Les origine du conflit. 

La Palestine concentre beaucoup de tensions durant le 20ème siècle : la Palestine. Il faut rappeler qu’après avoir été sous autorité ottomane jusqu’à la Première Guerre Mondiale, elle constitue à partir de 1920 un mandat britannique. Pour bien comprendre toutes ces tensions, il faut d’abord définir un terme clé : le sionisme. C’est un mouvement qui vide à doter le peuple juif d’un État en Palestine, terre d’origine du judaïsme. Ce mouvement entraine plusieurs vagues d’immigration juive en Palestine, les alyas, favorisées par la montée de l’antisémitisme en Europe de l’Est, là où réside la majeure partie des juifs d’Europe. À partir de 1933, l’immigration juive s’accélère suite à la politique antisémite menée par Hitler en Allemagne. On passe ainsi de 24 000 juifs en 1882 à 443 000 en 1935. Or, en 1916,a fin de fragiliser l’Empire ottoman, les britanniques avaient promis aux arabes de les soutenir s’ils se rebellaient. Mais en 1917, ils s’engagent via la déclaration balfour, à aider la construction d’un foyer national juif en Palestine. Ils ont donc fait la même promesse, à deux peuples différents : les juifs, et les arabes, pour un même territoire, la Palestine. Cette situation créée des tensions de plus en plus importantes en Palestine entre juifs et arabes. Et en 1936, les Arabes de Palestine créent un Haut Comité Arabe souhaitant mettre fin au mandat britannique et à l’immigration juive. La répression britannique est sévère, des milliers d’arabes sont tués, mais le Royaume-Uni finit par accepter, en partie, en limitant cette immigration. Mais la Seconde Guerre Mondiale et le génocide juif renforcent la volonté sioniste d’un État refuge pour les juifs du monde entier. De son côté, le Royaume-Uni souhaite ménager les arabes pour continuer de rester présent sur le canal de Suez et continuer de limiter l’entrée en Palestine pour tous les immigrants juifs. 

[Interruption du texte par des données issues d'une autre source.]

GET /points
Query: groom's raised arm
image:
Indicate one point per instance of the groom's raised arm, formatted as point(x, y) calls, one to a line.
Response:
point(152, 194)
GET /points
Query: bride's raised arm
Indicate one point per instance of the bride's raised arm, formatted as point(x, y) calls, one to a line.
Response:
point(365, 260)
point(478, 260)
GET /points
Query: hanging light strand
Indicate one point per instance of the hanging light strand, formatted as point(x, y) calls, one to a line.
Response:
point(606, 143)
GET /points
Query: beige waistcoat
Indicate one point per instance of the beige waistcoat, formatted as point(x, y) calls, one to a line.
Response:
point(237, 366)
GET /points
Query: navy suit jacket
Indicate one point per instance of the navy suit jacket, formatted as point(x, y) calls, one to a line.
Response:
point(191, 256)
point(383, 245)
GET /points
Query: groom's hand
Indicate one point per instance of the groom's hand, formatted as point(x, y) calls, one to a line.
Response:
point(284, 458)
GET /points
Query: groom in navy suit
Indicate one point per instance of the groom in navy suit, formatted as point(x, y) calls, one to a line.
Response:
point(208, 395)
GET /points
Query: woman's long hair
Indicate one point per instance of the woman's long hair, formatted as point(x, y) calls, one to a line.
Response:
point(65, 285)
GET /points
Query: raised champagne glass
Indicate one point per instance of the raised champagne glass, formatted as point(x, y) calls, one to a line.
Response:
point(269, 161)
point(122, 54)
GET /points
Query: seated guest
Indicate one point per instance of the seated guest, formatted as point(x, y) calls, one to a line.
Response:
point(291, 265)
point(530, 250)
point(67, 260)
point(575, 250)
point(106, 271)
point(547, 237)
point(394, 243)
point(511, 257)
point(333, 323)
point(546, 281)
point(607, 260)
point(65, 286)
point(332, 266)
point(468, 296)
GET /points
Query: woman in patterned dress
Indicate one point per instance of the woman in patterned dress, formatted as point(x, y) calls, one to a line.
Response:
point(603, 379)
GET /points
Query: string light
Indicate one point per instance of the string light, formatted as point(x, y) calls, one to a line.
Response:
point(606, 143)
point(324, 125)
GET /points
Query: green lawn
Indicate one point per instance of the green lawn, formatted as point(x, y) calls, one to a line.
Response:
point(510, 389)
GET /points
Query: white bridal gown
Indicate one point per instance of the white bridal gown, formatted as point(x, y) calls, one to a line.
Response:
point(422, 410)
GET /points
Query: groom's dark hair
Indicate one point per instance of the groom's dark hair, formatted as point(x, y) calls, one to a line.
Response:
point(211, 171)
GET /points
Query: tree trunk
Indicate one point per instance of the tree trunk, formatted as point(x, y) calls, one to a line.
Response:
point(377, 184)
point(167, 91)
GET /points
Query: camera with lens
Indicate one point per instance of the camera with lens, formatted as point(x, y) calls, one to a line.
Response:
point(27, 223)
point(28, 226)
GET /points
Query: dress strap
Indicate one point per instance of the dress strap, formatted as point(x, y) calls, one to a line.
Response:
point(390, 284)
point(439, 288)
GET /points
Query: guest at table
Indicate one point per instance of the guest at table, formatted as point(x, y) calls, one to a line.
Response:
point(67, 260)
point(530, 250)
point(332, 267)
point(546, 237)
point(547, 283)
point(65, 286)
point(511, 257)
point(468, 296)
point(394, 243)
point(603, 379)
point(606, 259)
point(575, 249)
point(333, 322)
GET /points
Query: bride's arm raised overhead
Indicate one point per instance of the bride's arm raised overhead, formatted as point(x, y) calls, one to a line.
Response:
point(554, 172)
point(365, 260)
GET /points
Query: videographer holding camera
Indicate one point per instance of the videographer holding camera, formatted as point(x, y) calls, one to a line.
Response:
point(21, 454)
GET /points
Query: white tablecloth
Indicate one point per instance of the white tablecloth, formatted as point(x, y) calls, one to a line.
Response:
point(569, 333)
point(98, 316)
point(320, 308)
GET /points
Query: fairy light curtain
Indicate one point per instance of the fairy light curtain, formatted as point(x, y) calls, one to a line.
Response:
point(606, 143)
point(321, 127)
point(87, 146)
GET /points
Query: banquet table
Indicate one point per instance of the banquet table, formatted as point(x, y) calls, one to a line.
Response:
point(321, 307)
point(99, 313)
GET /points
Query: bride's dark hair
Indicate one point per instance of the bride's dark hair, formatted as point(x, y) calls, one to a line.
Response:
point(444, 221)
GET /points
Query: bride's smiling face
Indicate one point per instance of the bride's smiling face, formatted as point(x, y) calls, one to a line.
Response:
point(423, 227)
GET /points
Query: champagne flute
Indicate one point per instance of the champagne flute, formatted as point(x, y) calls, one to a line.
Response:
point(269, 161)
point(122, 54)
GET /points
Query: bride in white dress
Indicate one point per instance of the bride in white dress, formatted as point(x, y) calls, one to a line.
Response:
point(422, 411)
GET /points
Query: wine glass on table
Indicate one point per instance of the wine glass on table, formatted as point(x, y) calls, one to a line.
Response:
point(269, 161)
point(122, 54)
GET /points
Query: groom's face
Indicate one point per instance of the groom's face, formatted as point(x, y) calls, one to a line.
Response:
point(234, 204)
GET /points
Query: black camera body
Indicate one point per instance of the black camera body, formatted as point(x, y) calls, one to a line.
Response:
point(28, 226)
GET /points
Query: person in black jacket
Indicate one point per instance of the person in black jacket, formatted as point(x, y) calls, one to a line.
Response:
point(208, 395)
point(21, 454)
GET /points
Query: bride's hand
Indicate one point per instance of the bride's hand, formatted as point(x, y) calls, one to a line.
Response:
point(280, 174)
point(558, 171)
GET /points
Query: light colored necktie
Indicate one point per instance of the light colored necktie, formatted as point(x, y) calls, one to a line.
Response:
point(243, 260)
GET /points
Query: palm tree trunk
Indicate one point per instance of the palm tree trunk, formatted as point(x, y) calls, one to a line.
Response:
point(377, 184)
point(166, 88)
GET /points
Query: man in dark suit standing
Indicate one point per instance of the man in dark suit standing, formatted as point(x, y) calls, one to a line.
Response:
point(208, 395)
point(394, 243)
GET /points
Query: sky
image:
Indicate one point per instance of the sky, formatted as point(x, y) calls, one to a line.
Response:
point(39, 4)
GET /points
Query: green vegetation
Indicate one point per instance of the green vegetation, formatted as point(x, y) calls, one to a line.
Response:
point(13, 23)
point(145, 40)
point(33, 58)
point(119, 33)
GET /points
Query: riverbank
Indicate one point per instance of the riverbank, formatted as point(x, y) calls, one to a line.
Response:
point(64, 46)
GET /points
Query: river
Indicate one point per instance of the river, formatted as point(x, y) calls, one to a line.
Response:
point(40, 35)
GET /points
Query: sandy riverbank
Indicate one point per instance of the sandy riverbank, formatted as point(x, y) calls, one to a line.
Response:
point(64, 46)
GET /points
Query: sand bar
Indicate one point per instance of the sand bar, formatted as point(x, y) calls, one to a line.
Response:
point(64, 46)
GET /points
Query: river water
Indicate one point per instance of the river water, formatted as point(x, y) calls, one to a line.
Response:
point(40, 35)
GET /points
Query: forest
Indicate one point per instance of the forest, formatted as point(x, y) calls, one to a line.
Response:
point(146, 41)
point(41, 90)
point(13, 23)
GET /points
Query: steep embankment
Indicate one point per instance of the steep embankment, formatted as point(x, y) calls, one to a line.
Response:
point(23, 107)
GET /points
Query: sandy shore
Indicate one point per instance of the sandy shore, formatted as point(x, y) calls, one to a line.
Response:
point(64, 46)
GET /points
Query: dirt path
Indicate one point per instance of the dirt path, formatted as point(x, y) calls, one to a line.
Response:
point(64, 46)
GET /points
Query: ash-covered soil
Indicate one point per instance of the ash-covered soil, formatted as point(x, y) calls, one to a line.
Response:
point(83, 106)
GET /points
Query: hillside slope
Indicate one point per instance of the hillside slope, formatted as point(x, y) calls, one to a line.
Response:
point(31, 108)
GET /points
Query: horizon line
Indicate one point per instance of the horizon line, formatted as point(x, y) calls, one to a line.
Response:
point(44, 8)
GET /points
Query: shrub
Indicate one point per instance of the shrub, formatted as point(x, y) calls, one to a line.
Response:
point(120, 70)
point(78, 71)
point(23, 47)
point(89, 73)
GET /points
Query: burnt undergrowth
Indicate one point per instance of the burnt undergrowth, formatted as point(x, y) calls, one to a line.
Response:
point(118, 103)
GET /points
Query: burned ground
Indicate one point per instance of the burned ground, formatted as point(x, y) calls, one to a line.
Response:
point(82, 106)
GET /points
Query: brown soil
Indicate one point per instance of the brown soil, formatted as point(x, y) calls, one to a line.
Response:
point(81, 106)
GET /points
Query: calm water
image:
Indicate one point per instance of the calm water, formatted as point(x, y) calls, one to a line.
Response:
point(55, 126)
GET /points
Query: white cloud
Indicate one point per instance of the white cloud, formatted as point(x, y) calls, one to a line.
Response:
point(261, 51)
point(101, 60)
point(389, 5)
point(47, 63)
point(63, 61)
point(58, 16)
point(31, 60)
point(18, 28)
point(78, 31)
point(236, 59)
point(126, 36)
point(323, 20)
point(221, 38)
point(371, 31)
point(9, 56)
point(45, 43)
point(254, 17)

La situation est particulièrement complexe. Le 11 juillet 1947, l’Exodus, navire transportant 4 500 juifs, pour beaucoup rescapés de la Shoah, se fait repousser par les britanniques et ramené à Hambourg dans des conditions très difficiles. C’est un drame qui choque l’opinion mondiale et qui pousse des dirigeants comme le président américain Truman, a soutenir la revendication sioniste. Face à la monté des tensions en Palestine entre juifs et arabes, mais aussi contre les autorités britanniques perçues comme des occupants, les Royaume-Uni met fin à son mandat sur la région. C’est alors qu’un événement clé se produit : la création de l’État d’Israël en 1948. Il marque le début officiel des guerres israélo-arabes et de nombreuses tensions mondiales. 

Voilà comment le conflit a débuté, et les conséquences immédiates qu’il a engendré. 

1947 marque al fin du mandat britannique sur la Palestine, et le partage du pays par l’ONU en un État juif et un État arabe. 1948 marque l’année de la Proclamation de l’État d’Israël par David Ben Gourion. Les États arabes regroupés dans La ligue Arabe refusent cette proclamation et le partage de l’ONU. 1948-49 : la première guerre israélo-arabe, avec une victoire israélienne à la clé. Conséquences : Israël s’agrandit et provoque l’exode de 750 000 Palestiniens, la Jordanie annexe la Cisjordanie, et l’Égypte annexe la Bande de Gaza. Cette guerre a une conséquence majeure, celle des réfugiés palestiniens dans tout le Proche et Moyen-Orient.